The GE3LS research component of the project will focus on the risks and benefits of conservation and restoration. The research will characterize alternative means and costs of mitigating the impacts of multiple stressors on rainbow trout, assess the perspectives of diverse stakeholders to develop tools for integrating the new social-ecological knowledge generated by this research into regulatory and management decision-making and develop comprehensive decision-guiding documents for management agencies and stakeholders.

Project outcomes to date*:

  • Sequencing genomes of wild rainbow trout and steelhead populations in British Columbia, including the giant Gerrard rainbow trout in Kootenay Lake, to determine genetic similarities and differences.
  • Partnering with Freshwater Fisheries Society of British Columbia to sequence genomes in varieties of rainbow trout used to stock lakes for recreational fishing in British Columbia. Looking for naturally occurring genetic variations that may make fish more resistant to impacts of climate change (such as rising water temperature, decreased oxygen and changing acidity)
  • Collaborating with genomics researchers from Columbia River Intertribal Fisheries Commission to characterize genetic variation of rainbow trout in ancestral First Nations lands in Columbia River basin (BC Okanagan, Oregon, Washington).
  • Collaborating with researchers at University of California to study and compare genetic characteristics of stocked fish in California and British Columbia to determine if varieties in southern locations are evolving differently from their northern counterparts in response to climate change.
  • Developing inventory of gene sequences for multiple varieties of rainbow trout to create foundation for low-cost, evidence-based management tools that can be used to monitor and maintain fish stocks for maximum genetic diversity and health.
  • Partnering with Beaty Biodiversity Museum to create display on salmon and trout diversity.
  • Represented on Committee on the Status of Endangered Wildlife in Canada (COSEWIC). Project will supply results for consideration.
  • Active outreach to fisheries management community, including participation in regional workshops and World Congress on Recreational Fishing.
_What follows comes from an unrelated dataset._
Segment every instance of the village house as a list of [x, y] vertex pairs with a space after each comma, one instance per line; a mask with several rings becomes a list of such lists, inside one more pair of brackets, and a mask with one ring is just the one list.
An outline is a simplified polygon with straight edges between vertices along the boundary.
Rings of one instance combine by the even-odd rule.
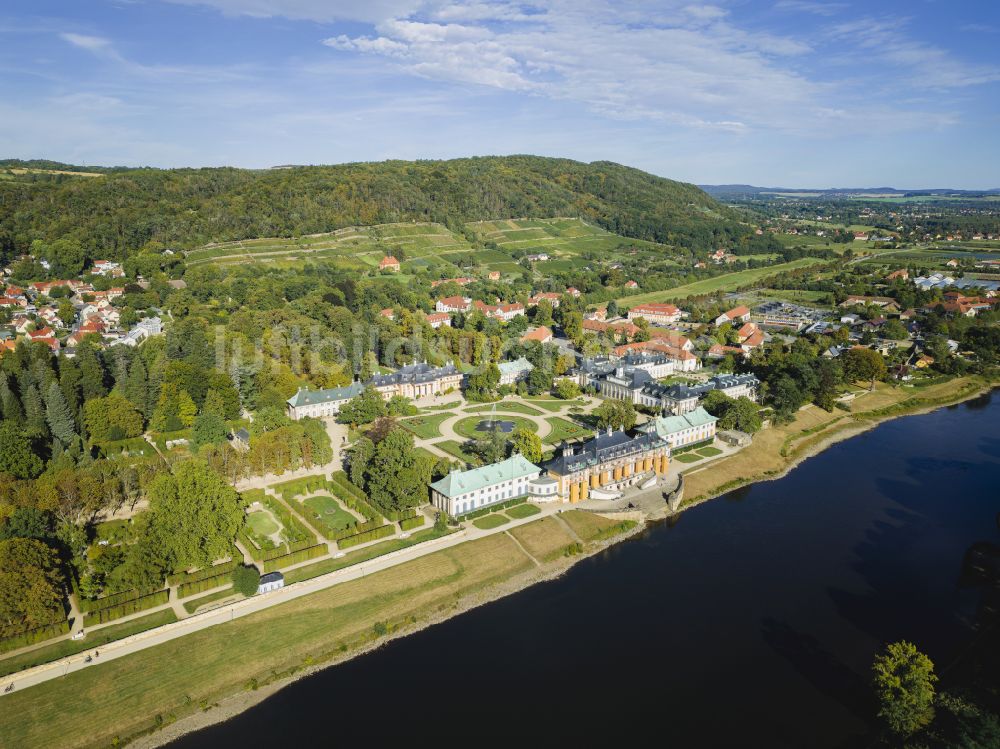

  • Research collaborations in place with government scientists and teams at University of British Columbia, University of British Columbia at Okanagan, University of Northern British Columbia, University of Victoria, University of Calgary, University of Ottawa, University of California at Davis, and University of California at Santa Barbara.
  • Building next generation of scientific capacity in genomics and GE3LS research by engaging postdocs and students at all levels to gather data in British Columbia, Alberta, and Ontario.
  • Publication of early results in Journal of Fish Biology (2018).
  • GE3LS component: In summer 2018, interdisciplinary GE3LS team will meet with northern BC First Nations communities with goal of developing conservation partnerships between community members, researchers, and scientists. Will launch first round of GE3LS surveys with First Nations, anglers, and management groups in British Columbia.